By avoiding more breaches with threat intelligence, Recorded Future users
are able to save over $1 million per potential breach through damaging fines, penalties,
and lost consumer trust.
Security
Leadership
CISOs and other security leaders must manage risk by balancing limited
available resources against the need to secure their organizations from
ever-evolving threats. Threat intelligence can help map the threat landscape,
calculate risk, and give security personnel the intelligence and context to
make better, faster decisions.
Today, security leaders must:
· Assess business and technical risks,
including emerging threats and “known unknowns” that might impact the business
· Identify the right strategies and
technologies to mitigate the risks
· Communicate the nature of the risks
to top management, and justify investments in defensive measures
Threat intelligence can be a critical resource for all these activities,
providing information on general trends, such as:
· Which types of attacks are becoming
more (or less) frequent
· Which types of attacks are most
costly to the victims
· What new kinds of threat actors are
coming forward, and the assets and enterprises they are targeting
· The security practices and
technologies that have proven the most (or least) successful in stopping or
mitigating these attacks
It can also enable security groups to assess whether an emerging threat
is likely to affect their specific enterprise based on factors such as:
· Industry — Is the threat affecting other businesses in our vertical?
· Technology — Does the threat involve compromising software, hardware, or other
technologies used in our enterprise?
· Geography — Does the threat target facilities in regions where we have
operations?
· Attack method — Have methods used in the attack, including social engineering and
technical methods, been used successfully against our company or similar ones?
With these types of intelligence, gathered from a broad set of external
data sources, security decision makers gain a holistic view of the cyber risk
landscape and the greatest risks to their enterprise.
Here are four key areas where threat intelligence helps security leaders
make decisions:
· Mitigation — Threat intelligence helps security leaders prioritize the
vulnerabilities and weaknesses that threat actors are most likely to target,
giving context on the TTPs those threat actors use, and therefore the
weaknesses they tend to exploit.
· Communication — CISOs are often challenged by the need to describe threats and
justify countermeasures in terms that will motivate non-technical business
leaders, such as cost, impact on customers, new technologies.

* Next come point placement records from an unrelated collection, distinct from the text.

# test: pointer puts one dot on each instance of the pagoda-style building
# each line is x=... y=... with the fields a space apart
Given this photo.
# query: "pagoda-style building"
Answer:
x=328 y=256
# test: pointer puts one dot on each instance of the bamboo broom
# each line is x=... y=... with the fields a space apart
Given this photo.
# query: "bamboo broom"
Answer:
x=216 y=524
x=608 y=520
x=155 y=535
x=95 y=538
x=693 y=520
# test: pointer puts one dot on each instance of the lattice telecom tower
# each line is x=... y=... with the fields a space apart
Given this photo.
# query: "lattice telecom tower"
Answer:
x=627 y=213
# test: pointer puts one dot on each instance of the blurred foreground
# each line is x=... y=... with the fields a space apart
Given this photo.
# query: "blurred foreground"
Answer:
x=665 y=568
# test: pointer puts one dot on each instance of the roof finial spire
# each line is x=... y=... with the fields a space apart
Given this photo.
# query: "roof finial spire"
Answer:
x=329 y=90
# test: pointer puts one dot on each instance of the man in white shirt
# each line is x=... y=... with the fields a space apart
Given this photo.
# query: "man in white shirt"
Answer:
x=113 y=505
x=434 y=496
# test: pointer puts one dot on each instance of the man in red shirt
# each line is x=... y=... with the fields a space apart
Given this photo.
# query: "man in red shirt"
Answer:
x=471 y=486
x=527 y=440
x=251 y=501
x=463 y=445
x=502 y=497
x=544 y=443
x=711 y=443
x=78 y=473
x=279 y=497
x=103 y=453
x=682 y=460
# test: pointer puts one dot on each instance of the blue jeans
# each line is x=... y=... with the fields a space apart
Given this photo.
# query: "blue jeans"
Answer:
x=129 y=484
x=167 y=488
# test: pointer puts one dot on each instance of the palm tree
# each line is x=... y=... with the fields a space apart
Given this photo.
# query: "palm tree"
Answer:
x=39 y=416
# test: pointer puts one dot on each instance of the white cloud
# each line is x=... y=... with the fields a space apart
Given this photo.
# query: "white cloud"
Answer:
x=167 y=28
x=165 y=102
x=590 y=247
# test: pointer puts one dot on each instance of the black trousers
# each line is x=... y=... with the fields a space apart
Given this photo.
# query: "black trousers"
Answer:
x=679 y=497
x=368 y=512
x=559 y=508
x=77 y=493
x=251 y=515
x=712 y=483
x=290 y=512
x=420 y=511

Threat
intelligence provides powerful ammunition for these discussions, such as the
impact of similar cyber attacks on companies of the same size in other industries or
trends and intelligence from the dark web indicating that the enterprise is
likely to be targeted.
· Supporting leaders — Threat intelligence can provide security leaders with a real-time
picture of the latest threats, trends, and events, helping security leaders
respond to a threat or communicate the potential impact of a new threat type to
business leaders and board members in a timely and efficient manner.

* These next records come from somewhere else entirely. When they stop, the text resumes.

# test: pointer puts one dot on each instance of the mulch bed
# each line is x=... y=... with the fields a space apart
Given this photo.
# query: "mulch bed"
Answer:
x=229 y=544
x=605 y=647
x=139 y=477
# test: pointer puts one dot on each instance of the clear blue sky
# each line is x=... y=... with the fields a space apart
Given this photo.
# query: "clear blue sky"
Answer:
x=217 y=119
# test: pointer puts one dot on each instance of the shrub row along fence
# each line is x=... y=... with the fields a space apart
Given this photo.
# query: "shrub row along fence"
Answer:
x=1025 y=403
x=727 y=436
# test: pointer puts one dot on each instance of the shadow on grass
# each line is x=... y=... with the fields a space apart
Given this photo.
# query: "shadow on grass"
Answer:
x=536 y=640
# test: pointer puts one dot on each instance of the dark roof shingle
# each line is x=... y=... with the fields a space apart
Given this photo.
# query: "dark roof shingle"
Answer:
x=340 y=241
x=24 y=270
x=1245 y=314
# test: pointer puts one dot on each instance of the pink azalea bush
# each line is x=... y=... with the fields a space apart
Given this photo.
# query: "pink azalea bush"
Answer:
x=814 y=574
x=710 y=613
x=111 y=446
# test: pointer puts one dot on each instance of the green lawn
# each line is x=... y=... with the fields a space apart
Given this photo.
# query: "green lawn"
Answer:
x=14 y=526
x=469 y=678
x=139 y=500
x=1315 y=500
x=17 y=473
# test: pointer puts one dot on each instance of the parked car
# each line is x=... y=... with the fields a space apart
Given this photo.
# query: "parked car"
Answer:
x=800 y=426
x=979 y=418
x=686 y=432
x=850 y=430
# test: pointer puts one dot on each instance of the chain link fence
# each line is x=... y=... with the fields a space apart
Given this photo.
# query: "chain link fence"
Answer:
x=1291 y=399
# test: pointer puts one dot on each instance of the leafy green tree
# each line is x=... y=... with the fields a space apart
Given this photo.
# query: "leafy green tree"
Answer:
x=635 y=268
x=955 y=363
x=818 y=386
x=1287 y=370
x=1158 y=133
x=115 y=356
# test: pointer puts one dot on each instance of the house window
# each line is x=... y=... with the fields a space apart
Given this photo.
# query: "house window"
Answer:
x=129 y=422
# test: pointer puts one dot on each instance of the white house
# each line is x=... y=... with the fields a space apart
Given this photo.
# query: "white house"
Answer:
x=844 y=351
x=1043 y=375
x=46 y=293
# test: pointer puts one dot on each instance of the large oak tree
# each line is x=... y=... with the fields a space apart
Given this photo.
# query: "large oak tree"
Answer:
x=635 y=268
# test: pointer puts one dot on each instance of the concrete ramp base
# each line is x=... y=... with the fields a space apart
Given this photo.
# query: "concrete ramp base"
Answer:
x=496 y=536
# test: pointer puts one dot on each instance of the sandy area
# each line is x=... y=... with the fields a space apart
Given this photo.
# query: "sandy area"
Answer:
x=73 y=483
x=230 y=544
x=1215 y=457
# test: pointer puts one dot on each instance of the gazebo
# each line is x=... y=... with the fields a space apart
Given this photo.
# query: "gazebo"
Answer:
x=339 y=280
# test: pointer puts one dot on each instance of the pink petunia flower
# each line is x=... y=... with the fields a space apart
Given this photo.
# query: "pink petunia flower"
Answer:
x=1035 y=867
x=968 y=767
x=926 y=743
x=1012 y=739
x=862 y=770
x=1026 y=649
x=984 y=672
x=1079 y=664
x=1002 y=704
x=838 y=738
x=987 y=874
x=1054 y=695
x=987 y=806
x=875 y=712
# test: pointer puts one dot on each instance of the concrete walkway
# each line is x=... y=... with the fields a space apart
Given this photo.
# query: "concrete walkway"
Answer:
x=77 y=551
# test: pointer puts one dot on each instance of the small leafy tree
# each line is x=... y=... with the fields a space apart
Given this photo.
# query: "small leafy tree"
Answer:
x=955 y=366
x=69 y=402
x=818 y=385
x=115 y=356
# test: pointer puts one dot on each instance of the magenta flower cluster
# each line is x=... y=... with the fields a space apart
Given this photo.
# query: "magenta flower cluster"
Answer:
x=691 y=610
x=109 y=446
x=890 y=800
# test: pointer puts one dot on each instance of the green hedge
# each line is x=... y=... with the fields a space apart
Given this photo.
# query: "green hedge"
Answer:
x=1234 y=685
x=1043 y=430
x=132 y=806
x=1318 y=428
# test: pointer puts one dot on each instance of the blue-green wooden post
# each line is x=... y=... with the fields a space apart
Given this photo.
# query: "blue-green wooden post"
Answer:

· The security skills gap — CISOs must make sure the IT organization has the human resources
to carry out its mission. But cybersecurity’s skills shortage means existing
security staff frequently cope with unmanageable workloads. Threat intelligence
automates some of the most labor-intensive tasks, rapidly collecting data and
correlating context from multiple intelligence sources, prioritizing risks, and
reducing unnecessary alerts. Powerful threat intelligence also helps junior
personnel quickly “upskill” and perform above their experience level.